Needless to say, Harper seemed to have trouble gauging the inconsistency. At times, he created his failure by lunging at pitches near the strike zone, basically going against everything he believed.

Harper would never admit it, but it altered his swing and his approach. He often said he knew everything was going well when he driving balls to the left-center field gap.

He wasn’t doing that.

Those small, individual failures wore on Harper. His batting average was down and his power numbers weren’t what fans expected. He had problems defensively in his transition from catcher to outfielder.

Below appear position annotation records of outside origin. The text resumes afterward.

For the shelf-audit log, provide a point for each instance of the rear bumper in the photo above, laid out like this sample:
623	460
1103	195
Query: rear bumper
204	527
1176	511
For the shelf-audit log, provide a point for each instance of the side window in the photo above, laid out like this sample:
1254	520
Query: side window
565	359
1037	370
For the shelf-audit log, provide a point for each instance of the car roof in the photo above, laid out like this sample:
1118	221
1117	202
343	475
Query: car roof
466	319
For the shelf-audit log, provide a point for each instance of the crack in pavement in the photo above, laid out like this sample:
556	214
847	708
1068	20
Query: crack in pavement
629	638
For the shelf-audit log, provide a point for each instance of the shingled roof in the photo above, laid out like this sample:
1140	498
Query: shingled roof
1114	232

His brash personality became surlier in his time here as he pressed while Hagerstown’s overly demanding fans complained about his demeanor and lack of access.

Now, at least in the last 10 days, all those experiences seem like they happened decades ago.

No matter what happened in the minors, Harper has always had major talent and it is shining through. The quest for wisdom in the minors provided more pressure than the impending uncertainties of the majors.

He is focused and relaxed. His swing is textbook as he has been driving balls to the gaps.

There is little guessing at the plate because he knows there isn’t a major league pitcher who is swayed by his reputation. They are coming straight at him.

And that brashness has transformed from boorish to refreshing on the major league stage.

He is playing the game without a care in the world, like he did when he was a man among boys.

A wiser Harper broke Wilde’s mold. Now, he’s taking on George Bernard Shaw’s notion that “youth is wasted on the young.”

At his age, Bryce Harper has a lot of molds — and records — to break.